Using xlrd to extract a column from an Excel spreadsheet

I receive an Excel spreadsheet every month containing a membership list for an association. I extract the column containing the email addresses, check all of the addresses to ensure that they are valid email addresses, i.e., they contain an "@" and a ".", then update a mailing list file that is used for sending the monthly newsletter by email to the association's members. I wanted to further automate the process by having a script extract the data in the column containing the email addresses from the worksheet that has names, email addresses, and physical addresses. So I decided to try xlrd, which is a package for reading data and formatting information from Excel files, for that purpose. I downloaded xlrd 0.9.3 and the documentation provided from Working with Excel Files in Python.
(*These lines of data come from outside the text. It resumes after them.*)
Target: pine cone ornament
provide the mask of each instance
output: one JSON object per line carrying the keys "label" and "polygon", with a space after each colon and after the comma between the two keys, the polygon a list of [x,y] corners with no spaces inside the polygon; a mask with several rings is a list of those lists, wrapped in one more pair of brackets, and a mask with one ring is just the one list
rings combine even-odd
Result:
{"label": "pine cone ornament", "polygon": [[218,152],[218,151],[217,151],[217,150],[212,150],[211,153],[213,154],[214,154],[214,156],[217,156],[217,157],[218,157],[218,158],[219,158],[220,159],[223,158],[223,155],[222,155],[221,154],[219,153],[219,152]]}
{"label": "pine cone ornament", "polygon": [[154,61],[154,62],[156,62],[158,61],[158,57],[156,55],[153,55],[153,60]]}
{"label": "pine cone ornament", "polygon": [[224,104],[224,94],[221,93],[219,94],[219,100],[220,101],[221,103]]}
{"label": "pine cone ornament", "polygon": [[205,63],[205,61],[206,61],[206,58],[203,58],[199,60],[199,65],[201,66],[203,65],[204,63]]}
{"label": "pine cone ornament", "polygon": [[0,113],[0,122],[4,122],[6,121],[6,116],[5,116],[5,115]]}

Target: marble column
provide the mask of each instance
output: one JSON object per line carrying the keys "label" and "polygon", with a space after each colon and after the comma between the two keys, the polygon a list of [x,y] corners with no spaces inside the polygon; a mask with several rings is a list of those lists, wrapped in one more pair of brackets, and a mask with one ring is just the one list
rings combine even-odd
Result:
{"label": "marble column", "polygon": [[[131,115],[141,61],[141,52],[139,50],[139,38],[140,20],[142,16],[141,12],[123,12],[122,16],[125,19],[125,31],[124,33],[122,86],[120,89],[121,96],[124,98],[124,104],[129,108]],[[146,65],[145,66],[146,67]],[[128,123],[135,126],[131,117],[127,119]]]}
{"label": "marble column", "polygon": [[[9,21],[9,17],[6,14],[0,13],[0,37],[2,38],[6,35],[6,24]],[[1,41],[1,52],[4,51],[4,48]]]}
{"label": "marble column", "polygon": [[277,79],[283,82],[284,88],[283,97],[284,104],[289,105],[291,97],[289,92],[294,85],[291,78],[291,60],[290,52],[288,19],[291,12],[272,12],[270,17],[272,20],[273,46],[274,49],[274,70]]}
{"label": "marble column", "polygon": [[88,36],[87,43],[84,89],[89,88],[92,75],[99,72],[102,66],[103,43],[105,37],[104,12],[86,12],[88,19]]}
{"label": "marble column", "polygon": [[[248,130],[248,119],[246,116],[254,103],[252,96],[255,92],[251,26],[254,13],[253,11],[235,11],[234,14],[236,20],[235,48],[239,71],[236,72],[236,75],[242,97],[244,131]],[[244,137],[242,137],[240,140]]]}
I then extracted the files from the .tgz file I downloaded and intalled xlrd on my MacBook Pro laptop.

$ tar xzf xlrd-0.9.3.tar.gz 
$ cd xlrd-0.9.3
$ python setup.py install
running install
running build
running build_py
creating build
creating build/lib
creating build/lib/xlrd
copying xlrd/__init__.py -> build/lib/xlrd
copying xlrd/biffh.py -> build/lib/xlrd
copying xlrd/book.py -> build/lib/xlrd
copying xlrd/compdoc.py -> build/lib/xlrd
copying xlrd/formatting.py -> build/lib/xlrd
copying xlrd/formula.py -> build/lib/xlrd
copying xlrd/info.py -> build/lib/xlrd
copying xlrd/licences.py -> build/lib/xlrd
copying xlrd/sheet.py -> build/lib/xlrd
copying xlrd/timemachine.py -> build/lib/xlrd
copying xlrd/xldate.py -> build/lib/xlrd
copying xlrd/xlsx.py -> build/lib/xlrd
running build_scripts
creating build/scripts-2.7
copying and adjusting scripts/runxlrd.py -> build/scripts-2.7
changing mode of build/scripts-2.7/runxlrd.py from 644 to 755
running install_lib
creating /Library/Python/2.7/site-packages/xlrd
error: could not create '/Library/Python/2.7/site-packages/xlrd': Permission denied

When I saw the "Permission denied" message, I realized I needed to either use sudo python setup.py install to obtain root level access to put files beneath the /Library directory or install using python setup.py install --user, which would install it to a directory owned by the account under which I was running the command, i.e., a user account rather than the root account. I chose the latter option - see the Stack Overflow posting on error: could not create '/Library/Python/2.7/site-packages/xlrd': Permission denied.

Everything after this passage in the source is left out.